Hello Dawn,
At 11:22 AM 18/05/2004, Dawn M. Wolthuis wrote:
> -----Original Message----- > From: [EMAIL PROTECTED] [mailto:owner-u2- > [EMAIL PROTECTED] On Behalf Of Robert Colquhoun > On the original point of dawn collecting material for future flame wars on > comp.databases.theory:
You got me wrong -- I'm not into flames, I'm just trying to learn why all database textbooks cling to theory related to SQL-based databases, teaching 1NF as if it were the only mathematically-valid approach.
From looking at cdt here:
http://groups.google.com/groups?hl=en&lr=&ie=UTF-8&group=comp.databases.theory
Half your posts appear to be advocacy for pick/mv products and others contain derogatory remarks about relational based systems ie don't buy oracle stock, sql is evil etc....The audience is not neutral, it mainly consists of sql/relational priests and acolytes, you are attacking their religion, how could anything constructive ever possibly emerge?
> choosing only the failed conversions and ignoring > the successful conversions will quickly be exposed. A much better tactic > is to stay positive and sell the benefits of whatever solution you are > pushing, this would involve showing how easy it is convert to and from mv > systems to other existing systems.
I'm really not in a selling mode, but a learning one. I'd like to better understand why companies are spending so much money on Oracle, for example, and whether they think they are getting a good ROI on their investment or simply don't know any better solution.
Does it really matter that it has happened? There could be a set of reasons for it or it could be dumb luck, either way it is in the past now. Much more important is what is going to happen now,? For what it is worth i personally can see 2 alternatives oracle et al gets commoditized(more likely) or something superior enough overcomes the large inertia and replaces it(less likely).
> A list of conversion failures might have nasty unintended consequences: > it > would show a future prospective mv customer once they chose a mv solution > there was no way ever they would be able to leave.

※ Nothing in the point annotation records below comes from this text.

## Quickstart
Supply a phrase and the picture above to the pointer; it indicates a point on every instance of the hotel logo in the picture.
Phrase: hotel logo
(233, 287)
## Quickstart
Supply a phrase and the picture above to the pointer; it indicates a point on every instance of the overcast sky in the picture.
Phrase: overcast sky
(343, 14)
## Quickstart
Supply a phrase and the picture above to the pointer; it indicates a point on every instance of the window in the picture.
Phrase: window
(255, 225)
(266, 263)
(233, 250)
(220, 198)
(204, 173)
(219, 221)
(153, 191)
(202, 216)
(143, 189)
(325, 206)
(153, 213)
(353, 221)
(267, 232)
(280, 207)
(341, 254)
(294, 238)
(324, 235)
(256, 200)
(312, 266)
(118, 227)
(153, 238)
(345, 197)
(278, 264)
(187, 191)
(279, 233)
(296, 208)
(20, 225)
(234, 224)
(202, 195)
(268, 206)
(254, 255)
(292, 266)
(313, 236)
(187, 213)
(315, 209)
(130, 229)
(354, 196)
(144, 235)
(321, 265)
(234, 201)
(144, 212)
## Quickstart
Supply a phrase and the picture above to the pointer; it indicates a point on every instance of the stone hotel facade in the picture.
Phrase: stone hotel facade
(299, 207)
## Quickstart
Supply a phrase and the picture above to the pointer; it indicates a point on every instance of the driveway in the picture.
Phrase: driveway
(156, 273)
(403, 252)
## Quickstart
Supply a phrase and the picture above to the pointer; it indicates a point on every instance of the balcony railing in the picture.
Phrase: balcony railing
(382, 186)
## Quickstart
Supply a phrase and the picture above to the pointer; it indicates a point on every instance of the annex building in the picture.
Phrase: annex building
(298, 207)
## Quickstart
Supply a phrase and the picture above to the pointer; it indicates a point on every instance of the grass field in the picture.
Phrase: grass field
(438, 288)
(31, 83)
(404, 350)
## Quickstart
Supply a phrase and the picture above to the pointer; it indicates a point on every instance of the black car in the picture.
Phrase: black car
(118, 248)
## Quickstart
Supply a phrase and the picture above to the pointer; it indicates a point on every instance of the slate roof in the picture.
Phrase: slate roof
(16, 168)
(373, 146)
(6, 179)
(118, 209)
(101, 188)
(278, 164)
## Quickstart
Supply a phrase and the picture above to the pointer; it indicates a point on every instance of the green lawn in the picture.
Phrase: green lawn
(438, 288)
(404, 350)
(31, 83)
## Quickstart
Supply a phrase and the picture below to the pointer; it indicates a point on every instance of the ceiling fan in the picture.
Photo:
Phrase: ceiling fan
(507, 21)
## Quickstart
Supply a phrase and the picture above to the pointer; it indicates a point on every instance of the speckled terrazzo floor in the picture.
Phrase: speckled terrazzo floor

I recognize that could be a possible conclusion that one could draw. Since I'm not looking to sell, but to understand, then if that is really the case, then I want to better understand that too. I might look like I'm selling, but in this case I am really trying to understand why what I have learned related to databases in my reading and what I have seen with my eyes are so contradictory. Cheers! --dawn
Well then perhaps you need to do some kind of scientific study instead. Get a mv vendors customer list from 10 years ago and the customer list from today. Find the customers no longer using the product and see what replaced it and interview about the conversion process, maybe compare the companies that converted growth, profits etc with those that stayed on mv.